E. Admission to Personal Use of a Firearm Does Not in Itself Prove a Defendant was
the Actual Killer
An admission to personally using a firearm does not bar relief pursuant to
section 1172.6 as a matter of law. (Davenport, supra, 71 Cal.App.5th at p. 485 [holding
petitioner’s admission to a personal firearm use enhancement did not preclude the
possibility of prosecution under a felony-murder theory].) Respondent argues that
defendant’s admission to personal use of a firearm as part of the plea demonstrates that
he was the actual killer. “The finding of personal use, however, would not in itself prove
defendant was the actual killer.” (People v. Jones (2003) 30 Cal.4th 1084, 1120.) With
the substantive testimony from the preliminary hearing transcript excluded from the
record of conviction, defendant’s admission to personal use of a firearm, standing alone,
proves insufficient to demonstrate he was the actual killer.
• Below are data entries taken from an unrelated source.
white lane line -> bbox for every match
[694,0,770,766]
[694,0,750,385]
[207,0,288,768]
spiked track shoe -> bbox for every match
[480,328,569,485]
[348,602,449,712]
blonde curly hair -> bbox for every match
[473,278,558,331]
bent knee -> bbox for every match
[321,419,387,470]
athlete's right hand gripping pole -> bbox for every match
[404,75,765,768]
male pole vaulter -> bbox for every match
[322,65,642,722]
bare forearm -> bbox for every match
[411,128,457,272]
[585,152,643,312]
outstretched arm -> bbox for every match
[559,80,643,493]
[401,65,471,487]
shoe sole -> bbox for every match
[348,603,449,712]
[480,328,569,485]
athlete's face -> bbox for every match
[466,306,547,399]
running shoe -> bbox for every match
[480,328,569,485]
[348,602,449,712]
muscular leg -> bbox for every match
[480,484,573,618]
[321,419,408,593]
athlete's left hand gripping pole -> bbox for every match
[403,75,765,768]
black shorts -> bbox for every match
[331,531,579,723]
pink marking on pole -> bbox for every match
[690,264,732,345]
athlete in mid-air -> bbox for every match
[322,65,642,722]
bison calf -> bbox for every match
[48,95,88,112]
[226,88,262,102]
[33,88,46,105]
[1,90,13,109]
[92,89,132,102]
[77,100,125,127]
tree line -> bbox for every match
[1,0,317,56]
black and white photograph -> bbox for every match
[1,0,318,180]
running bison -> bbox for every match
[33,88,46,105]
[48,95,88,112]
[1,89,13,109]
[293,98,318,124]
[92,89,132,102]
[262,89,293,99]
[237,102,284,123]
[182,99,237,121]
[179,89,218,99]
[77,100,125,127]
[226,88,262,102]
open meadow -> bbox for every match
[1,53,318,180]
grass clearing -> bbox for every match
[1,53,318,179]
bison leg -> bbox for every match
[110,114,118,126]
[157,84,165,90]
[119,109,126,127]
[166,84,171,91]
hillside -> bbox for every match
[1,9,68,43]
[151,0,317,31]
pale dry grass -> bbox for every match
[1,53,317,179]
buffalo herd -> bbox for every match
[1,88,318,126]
As such, defendant’s facially
sufficient petition remains unrebutted for the purposes of a prima facie review thus
entitling him to an evidentiary hearing.
10
DISPOSITION
The trial court’s denial of defendant’s section 1172.6 petition is reversed. On
remand, the trial court is directed to issue an order to show cause.
NOT TO BE PUBLISHED IN OFFICIAL REPORTS
McKINSTER Acting P. J. We concur:
MILLER J.
CODRINGTON J.
11
AI Brief
AI-generated · verify before citing
Holding. The trial court erred by relying on police reports and preliminary hearing testimony admitted under Penal Code section 872, subdivision (b) to deny a resentencing petition at the prima facie stage, as such evidence is not part of the record of conviction.
Issues
Whether police reports and preliminary hearing transcripts constitute part of the record of conviction for a prima facie review under Penal Code section 1172.6.
Whether a stipulation to a factual basis for a plea constitutes a binding admission of facts contained in documents not otherwise part of the record of conviction.
Whether an admission to personal use of a firearm precludes relief under Penal Code section 1172.6 as a matter of law.
Disposition. Reversed and remanded
Quotations verified verbatim against the opinion
“The court’s authority to summarily deny a petition is thus limited to ‘readily ascertainable facts’ taken from the record of conviction.”
“Police reports are not part of the record of conviction.”
“As such, none of the substantive testimony from the preliminary hearing transcript is part of the record of conviction.”